Skip to content

Description of Variables

Classified Officer Names

master_classified in our code. Classified by gender and ethnicity. Each row item represents one officer.

  1. year: year of Key Officers directory from which name was scraped. Integer. Values range from 1965 to 2022.
  2. mo: 3 letter abbreviation of month of Key Officers directory from which officer was scraped.
  3. rank: raw scraped rank/position of officer.
  4. name: raw scraped full name of officer.
  5. first_clean: parsed first name from name using nameparser package.
  6. middle, last, suffix: parsed middle, last, suffix from name using nameparser package.
  7. firstlast: concatenation of first_clean and last columns for classification.
  8. gender_guess: classified gender of officer name using gender-guesser package. Values include unknown, male, mostly_male, female, mostly_female, or andy (androgynous). For our analysis male and mostly_male are combined, and female and mostly_female are combined.
  9. eth_guess 8_nationality_groups: classified ethnicity of officer name using “8_nationality_groups” model in the name-to-ethnicity package. Values include southAsian, eastAsian, celtic, african, muslim, nordic, hispanic, or european. For our analysis we combine southAsian and eastAsian as Asian; and celtic, nordic, and european as White.
  10. eth_prob 8_nationality_groups: Probability of eth_guess 8_nationality_groups classification.
  11. ethnicseer: classified ethnicity of officer name using the ethnicseer package. Values include eng for English, ita for Italian, ger for German, jap for Japanese, frn for French, ind for Indian, rus for Russian, mea for Middle-Eastern, spa for Spanish, viet for Vietnamese, chi for Chinese, or kor for Korean. For our analysis we combine jap, viet, chi, kor as Asian; and ger, ita, frn, rus as White.

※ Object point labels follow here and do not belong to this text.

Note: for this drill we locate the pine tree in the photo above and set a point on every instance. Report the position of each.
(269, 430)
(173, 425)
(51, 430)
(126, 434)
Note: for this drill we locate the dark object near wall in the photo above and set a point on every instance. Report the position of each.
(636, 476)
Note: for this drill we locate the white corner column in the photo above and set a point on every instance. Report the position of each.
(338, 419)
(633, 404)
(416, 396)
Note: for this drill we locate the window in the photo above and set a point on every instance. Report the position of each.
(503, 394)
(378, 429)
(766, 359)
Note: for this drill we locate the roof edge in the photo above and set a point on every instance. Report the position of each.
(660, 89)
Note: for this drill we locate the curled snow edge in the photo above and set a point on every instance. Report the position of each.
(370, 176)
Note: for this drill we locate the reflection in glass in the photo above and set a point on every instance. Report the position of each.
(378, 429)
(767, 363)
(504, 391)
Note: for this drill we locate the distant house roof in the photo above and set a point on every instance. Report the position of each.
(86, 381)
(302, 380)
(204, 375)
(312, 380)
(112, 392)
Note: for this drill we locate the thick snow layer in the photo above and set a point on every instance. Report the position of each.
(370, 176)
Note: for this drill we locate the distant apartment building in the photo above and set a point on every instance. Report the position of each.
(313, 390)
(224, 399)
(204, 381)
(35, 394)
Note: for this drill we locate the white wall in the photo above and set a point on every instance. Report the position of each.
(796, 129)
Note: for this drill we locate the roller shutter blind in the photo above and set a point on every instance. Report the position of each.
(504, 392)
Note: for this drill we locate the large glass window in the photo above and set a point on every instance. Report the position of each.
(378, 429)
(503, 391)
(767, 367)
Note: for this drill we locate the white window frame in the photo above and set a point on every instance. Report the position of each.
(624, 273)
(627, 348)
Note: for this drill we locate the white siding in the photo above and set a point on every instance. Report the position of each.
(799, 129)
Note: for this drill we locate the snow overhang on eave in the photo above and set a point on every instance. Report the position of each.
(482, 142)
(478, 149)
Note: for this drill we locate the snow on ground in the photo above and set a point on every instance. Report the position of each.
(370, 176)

Aggregated Gender/Race Statistics

master_stats in our code. Each row item represents one year-category combination.

  1. year: year of Key Officers directory from which name was scraped. Integer. Values range from 1965 to 2022.
  2. category: a specific gender or ethnicity group, e.g. 'female' or 'male'.
  3. count: absolute number of names in the category in that year.
  4. percent: proportion of names in category, relative to the overal number of names in that year.